29 Dicembre 1976
Il Natale è passato.
Ma il Natale rimane.
Rimane come fatto storico intorno al quale si organizza e si sviluppa successivamente il cristianesimo, che, tutt'altro che superato ed estenuato, arriva fino a noi.
Rimane come concezione della storia, che vede secoli passati, come un momento del tempo iniziato col Natale di Cristo, e vede secoli futuri come logico svolgimento di quell'umile e sommo avvenimento che fu la venuta del Verbo di Dio sulla terra e nel tempo, e che guida i destini dell'umanità fino alla fine dei secoli.
Ma rimane come filosofia della vita, come scuola che ci insegna il disegno della nostra esistenza nel tempo, come modello esemplare di ciò che dobbiamo essere e di ciò che dobbiamo fare: dobbiamo essere cristiani e dobbiamo comportarci come tali.
Quest'ultimo aspetto del Natale, quello filosofico-morale, è ora per noi tema di questa breve riflessione, nella quale potrebbero confluire i contributi enciclopedici dell'ascetica cristiana sul Natale.
Limitiamoci ad una domanda riassuntiva: qual è l'insegnamento fondamentale e sommario che la nascita di Cristo raccomanda all'umanità, a ciascuno di noi?
Noi ci atterremo ancora alla parola di S. Agostino; ma mille maestri ci possono ripetere nel repertorio della letteratura sacra la medesima lezione.

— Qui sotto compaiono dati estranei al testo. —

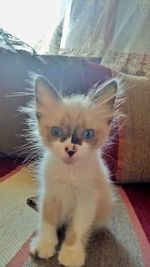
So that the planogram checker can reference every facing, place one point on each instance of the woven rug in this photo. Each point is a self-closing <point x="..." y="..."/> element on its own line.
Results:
<point x="122" y="243"/>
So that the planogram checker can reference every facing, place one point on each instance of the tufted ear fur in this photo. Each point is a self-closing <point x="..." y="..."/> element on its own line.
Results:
<point x="105" y="94"/>
<point x="46" y="96"/>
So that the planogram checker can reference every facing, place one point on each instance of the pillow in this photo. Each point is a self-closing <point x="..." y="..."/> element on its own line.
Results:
<point x="129" y="156"/>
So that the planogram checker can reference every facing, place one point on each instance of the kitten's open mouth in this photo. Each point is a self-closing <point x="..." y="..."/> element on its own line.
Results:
<point x="69" y="160"/>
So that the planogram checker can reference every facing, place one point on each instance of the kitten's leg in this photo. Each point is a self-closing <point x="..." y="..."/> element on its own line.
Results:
<point x="44" y="244"/>
<point x="72" y="253"/>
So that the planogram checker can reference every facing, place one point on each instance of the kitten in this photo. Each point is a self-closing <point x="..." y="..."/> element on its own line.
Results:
<point x="74" y="181"/>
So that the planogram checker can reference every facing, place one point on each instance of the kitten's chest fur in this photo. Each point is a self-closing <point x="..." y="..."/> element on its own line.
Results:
<point x="72" y="184"/>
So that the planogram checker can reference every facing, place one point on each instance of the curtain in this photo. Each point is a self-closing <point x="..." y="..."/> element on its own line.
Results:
<point x="116" y="31"/>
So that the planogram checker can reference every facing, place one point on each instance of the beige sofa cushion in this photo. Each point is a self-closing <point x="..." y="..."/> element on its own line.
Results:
<point x="134" y="138"/>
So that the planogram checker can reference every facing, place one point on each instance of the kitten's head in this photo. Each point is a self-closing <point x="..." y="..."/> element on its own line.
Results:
<point x="73" y="127"/>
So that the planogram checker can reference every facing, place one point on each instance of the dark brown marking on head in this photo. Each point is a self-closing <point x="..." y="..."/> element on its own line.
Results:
<point x="75" y="139"/>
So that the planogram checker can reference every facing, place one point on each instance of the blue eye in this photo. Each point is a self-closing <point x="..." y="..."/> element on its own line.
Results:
<point x="56" y="131"/>
<point x="88" y="134"/>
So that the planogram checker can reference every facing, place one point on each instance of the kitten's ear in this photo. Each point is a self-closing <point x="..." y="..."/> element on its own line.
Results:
<point x="105" y="94"/>
<point x="44" y="91"/>
<point x="46" y="97"/>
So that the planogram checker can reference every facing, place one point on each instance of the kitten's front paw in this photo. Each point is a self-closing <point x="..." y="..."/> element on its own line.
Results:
<point x="71" y="256"/>
<point x="42" y="248"/>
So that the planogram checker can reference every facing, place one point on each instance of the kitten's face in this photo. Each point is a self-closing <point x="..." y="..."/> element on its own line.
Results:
<point x="71" y="127"/>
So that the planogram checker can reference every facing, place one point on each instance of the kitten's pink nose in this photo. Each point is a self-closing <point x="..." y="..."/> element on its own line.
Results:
<point x="70" y="151"/>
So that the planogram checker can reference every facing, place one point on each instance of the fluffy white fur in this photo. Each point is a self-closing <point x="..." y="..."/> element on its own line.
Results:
<point x="75" y="191"/>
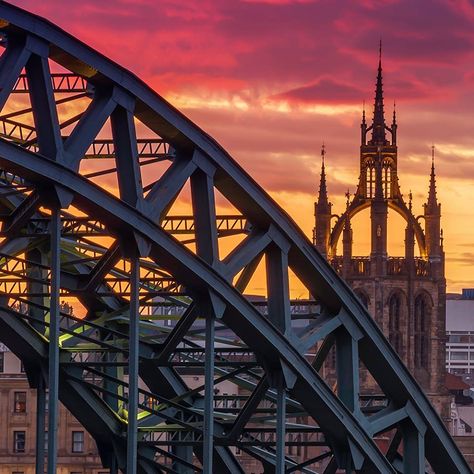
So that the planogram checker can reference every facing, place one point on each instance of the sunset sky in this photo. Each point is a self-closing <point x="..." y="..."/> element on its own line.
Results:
<point x="273" y="79"/>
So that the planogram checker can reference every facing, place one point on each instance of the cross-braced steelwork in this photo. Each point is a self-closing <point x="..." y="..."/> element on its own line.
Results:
<point x="129" y="238"/>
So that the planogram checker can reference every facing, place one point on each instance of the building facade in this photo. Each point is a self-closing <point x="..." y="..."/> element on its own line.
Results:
<point x="405" y="294"/>
<point x="77" y="451"/>
<point x="460" y="334"/>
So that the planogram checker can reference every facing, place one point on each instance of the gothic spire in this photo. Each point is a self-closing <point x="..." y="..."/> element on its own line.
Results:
<point x="323" y="202"/>
<point x="378" y="126"/>
<point x="432" y="203"/>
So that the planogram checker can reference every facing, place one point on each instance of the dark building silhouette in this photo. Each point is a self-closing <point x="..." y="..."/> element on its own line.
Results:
<point x="405" y="294"/>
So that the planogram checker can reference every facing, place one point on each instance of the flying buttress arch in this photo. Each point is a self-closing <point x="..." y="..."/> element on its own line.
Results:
<point x="359" y="205"/>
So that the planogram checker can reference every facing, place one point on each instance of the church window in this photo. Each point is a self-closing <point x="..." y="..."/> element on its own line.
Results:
<point x="387" y="181"/>
<point x="394" y="323"/>
<point x="370" y="180"/>
<point x="421" y="331"/>
<point x="362" y="296"/>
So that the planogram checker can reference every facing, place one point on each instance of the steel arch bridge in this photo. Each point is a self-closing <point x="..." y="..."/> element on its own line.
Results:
<point x="94" y="166"/>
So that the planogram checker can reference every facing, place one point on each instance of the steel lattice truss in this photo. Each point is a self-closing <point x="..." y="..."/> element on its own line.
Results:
<point x="158" y="297"/>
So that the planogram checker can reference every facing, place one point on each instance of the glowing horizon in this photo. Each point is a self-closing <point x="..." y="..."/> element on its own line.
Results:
<point x="272" y="79"/>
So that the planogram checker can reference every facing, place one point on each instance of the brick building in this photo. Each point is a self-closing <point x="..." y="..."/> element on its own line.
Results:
<point x="405" y="294"/>
<point x="77" y="451"/>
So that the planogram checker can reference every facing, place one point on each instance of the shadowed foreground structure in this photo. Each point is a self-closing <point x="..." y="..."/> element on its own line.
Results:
<point x="158" y="296"/>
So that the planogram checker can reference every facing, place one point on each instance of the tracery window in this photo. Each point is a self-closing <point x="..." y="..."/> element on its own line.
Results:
<point x="387" y="180"/>
<point x="394" y="323"/>
<point x="421" y="329"/>
<point x="370" y="180"/>
<point x="362" y="297"/>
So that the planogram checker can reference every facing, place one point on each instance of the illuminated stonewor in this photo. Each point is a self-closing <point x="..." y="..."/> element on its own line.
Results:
<point x="165" y="360"/>
<point x="406" y="295"/>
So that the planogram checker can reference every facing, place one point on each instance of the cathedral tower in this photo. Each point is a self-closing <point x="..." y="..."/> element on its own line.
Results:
<point x="405" y="294"/>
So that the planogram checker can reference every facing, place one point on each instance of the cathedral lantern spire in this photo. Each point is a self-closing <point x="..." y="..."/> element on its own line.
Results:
<point x="378" y="125"/>
<point x="323" y="202"/>
<point x="432" y="206"/>
<point x="322" y="212"/>
<point x="394" y="125"/>
<point x="432" y="216"/>
<point x="363" y="127"/>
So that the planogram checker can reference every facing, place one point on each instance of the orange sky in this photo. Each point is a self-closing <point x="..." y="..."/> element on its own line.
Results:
<point x="272" y="79"/>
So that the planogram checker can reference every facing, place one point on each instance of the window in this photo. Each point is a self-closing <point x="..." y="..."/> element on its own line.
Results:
<point x="360" y="294"/>
<point x="459" y="355"/>
<point x="78" y="441"/>
<point x="370" y="180"/>
<point x="394" y="311"/>
<point x="422" y="315"/>
<point x="19" y="439"/>
<point x="387" y="180"/>
<point x="19" y="402"/>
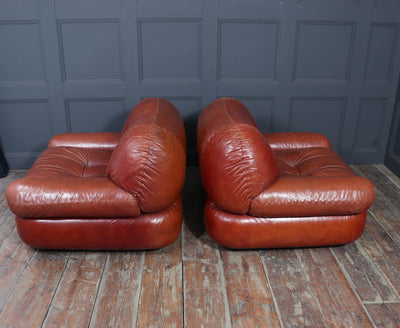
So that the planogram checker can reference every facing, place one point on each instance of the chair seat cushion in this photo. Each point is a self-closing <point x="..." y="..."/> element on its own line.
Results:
<point x="70" y="182"/>
<point x="313" y="182"/>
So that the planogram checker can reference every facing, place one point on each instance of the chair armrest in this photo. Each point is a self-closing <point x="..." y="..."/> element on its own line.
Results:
<point x="93" y="140"/>
<point x="295" y="140"/>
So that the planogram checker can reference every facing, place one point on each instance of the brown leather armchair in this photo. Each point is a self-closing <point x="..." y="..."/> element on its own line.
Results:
<point x="275" y="189"/>
<point x="109" y="191"/>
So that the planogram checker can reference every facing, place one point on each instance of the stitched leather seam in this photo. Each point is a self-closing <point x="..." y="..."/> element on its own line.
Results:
<point x="145" y="164"/>
<point x="243" y="157"/>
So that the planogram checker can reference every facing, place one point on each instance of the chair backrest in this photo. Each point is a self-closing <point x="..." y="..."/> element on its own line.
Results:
<point x="236" y="162"/>
<point x="150" y="158"/>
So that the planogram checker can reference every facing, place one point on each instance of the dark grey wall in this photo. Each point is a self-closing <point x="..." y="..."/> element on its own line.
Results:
<point x="307" y="65"/>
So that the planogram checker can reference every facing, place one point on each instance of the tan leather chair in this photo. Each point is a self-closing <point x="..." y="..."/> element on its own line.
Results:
<point x="109" y="191"/>
<point x="275" y="189"/>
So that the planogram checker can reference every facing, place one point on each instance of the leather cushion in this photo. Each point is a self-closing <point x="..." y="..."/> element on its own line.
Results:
<point x="146" y="231"/>
<point x="236" y="161"/>
<point x="70" y="182"/>
<point x="313" y="181"/>
<point x="150" y="159"/>
<point x="245" y="231"/>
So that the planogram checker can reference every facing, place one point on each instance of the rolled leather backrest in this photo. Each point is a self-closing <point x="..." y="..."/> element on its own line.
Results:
<point x="236" y="162"/>
<point x="150" y="158"/>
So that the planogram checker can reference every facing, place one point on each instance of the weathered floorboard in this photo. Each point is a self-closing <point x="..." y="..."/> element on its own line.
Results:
<point x="385" y="315"/>
<point x="338" y="303"/>
<point x="384" y="252"/>
<point x="161" y="303"/>
<point x="250" y="301"/>
<point x="290" y="286"/>
<point x="31" y="297"/>
<point x="14" y="257"/>
<point x="73" y="302"/>
<point x="204" y="293"/>
<point x="118" y="296"/>
<point x="362" y="273"/>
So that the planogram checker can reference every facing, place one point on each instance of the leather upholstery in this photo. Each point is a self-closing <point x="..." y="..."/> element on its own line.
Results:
<point x="276" y="189"/>
<point x="236" y="161"/>
<point x="98" y="189"/>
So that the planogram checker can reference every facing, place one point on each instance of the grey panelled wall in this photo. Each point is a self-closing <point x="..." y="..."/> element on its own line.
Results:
<point x="307" y="65"/>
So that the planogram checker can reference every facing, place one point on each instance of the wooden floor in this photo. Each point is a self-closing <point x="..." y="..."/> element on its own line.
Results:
<point x="195" y="283"/>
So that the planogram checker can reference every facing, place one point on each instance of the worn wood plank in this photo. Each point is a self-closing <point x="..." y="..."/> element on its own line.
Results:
<point x="385" y="315"/>
<point x="200" y="247"/>
<point x="383" y="251"/>
<point x="386" y="207"/>
<point x="363" y="274"/>
<point x="310" y="290"/>
<point x="161" y="303"/>
<point x="14" y="257"/>
<point x="291" y="288"/>
<point x="206" y="304"/>
<point x="30" y="299"/>
<point x="73" y="302"/>
<point x="338" y="303"/>
<point x="118" y="296"/>
<point x="249" y="297"/>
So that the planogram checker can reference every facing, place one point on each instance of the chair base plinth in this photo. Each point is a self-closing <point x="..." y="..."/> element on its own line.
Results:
<point x="250" y="232"/>
<point x="146" y="231"/>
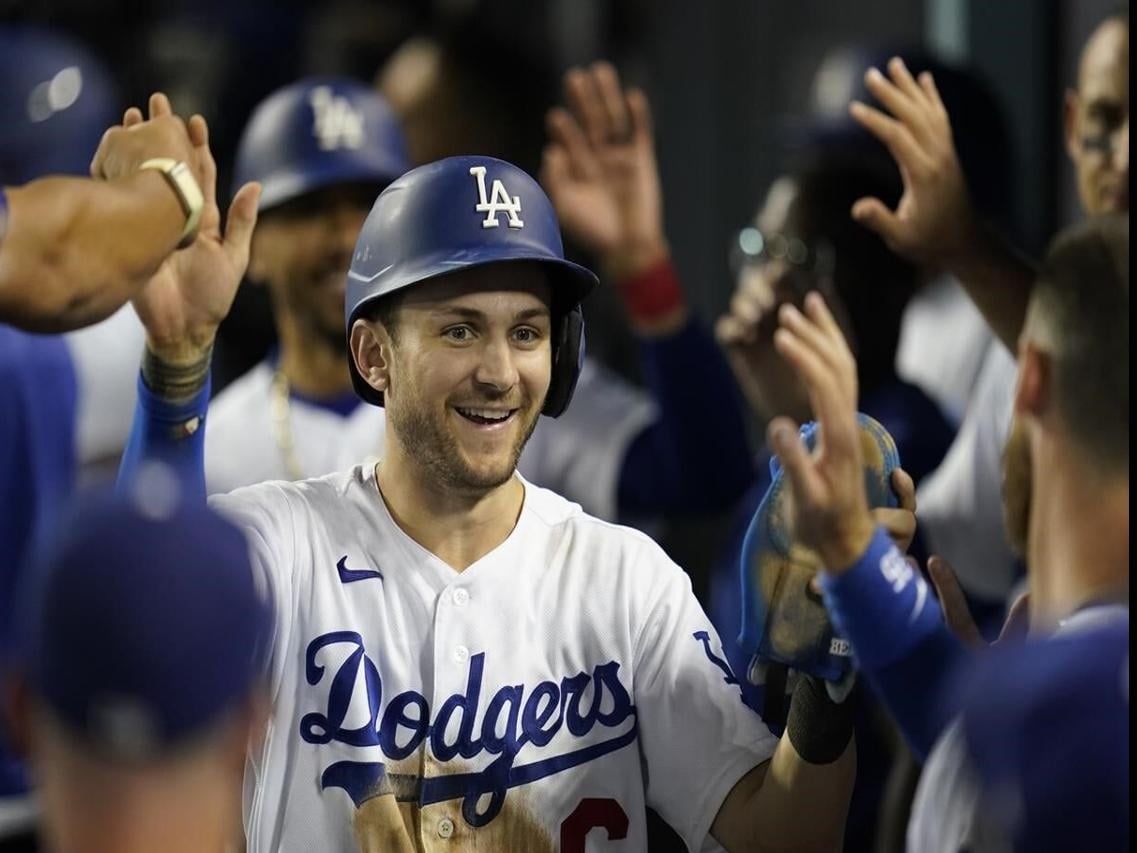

Del resto il quadro del presepio parla da sé: se questo è il modo scelto dal Verbo di Dio per farsi uomo, che cosa c'insegna il Signore se non l'umiltà?
« Cum esset altus humilis venit » ( S. Augustini Enarr. in Ps. 31,18 ).
E S. Paolo non ha lui racchiuso in una memorabile sintesi il disegno dell'Incarnazione: « Abbiate – egli scrive ai Filippesi - in voi gli stessi sentimenti che furono in Cristo Gesù, il quale, pur essendo di natura divina, non considerò un tesoro geloso la sua uguaglianza con Dio, ma spogliò se stesso ( annientò se stesso ) assumendo la condizione di servo, e divenendo simile agli uomini; apparso in forma umana, umiliò se stesso, facendosi obbediente fino alla morte, e alla morte di croce » ( Fil 2,5-8 ).
E sarà questo pensiero che alimenterà alla radice la cristologia di Sant'Agostino; egli narra nelle « Confessioni » d'aver compreso la missione di Cristo quando capì che l'umiltà era stata scelta da Cristo come via della sua mediazione per condurre l'uomo dalla sua decaduta umanità all'altezza della divinità ( Cfr. S. Augustini Confessiones, VII, c. 18, 24 ).
Il florilegio delle citazioni non avrebbe più termine a volerlo raccogliere dalle opere del santo Dottore. ( Cfr. E. Portalié Dict. Théol. Cath., II, 2372 )
L'umiltà, di cui si tratta, non è la virtù specifica che S. Tommaso cataloga nella sfera della temperanza, pur riconoscendole un posto principale in una classifica più ampia, quella d'un ordinamento generale della vita morale ( Cfr. S. Thomae Summa Theologiae, II-IIæ, 161, 5 );
ma è quella relativa alla verità fondamentale del rapporto religioso,
alla realtà essenziale delle cose, che mette al primo e sommo livello l'esistenza di Dio, personale, onnipotente, onnipresente, al momento in cui Egli viene a confronto con l'uomo:
è l'umiltà della Madonna nel « Magnificat », che dà alla creatura il senso di se stessa nella totale dipendenza da Dio,
nella sproporzione incolmabile fra l'infinita grandezza di lui e la misura, sempre infima, di chi tutto deve a Dio,
nell'avvertenza d'una assoluta necessità della sua provvidenza, che per noi peccatori vuol essere misericordia.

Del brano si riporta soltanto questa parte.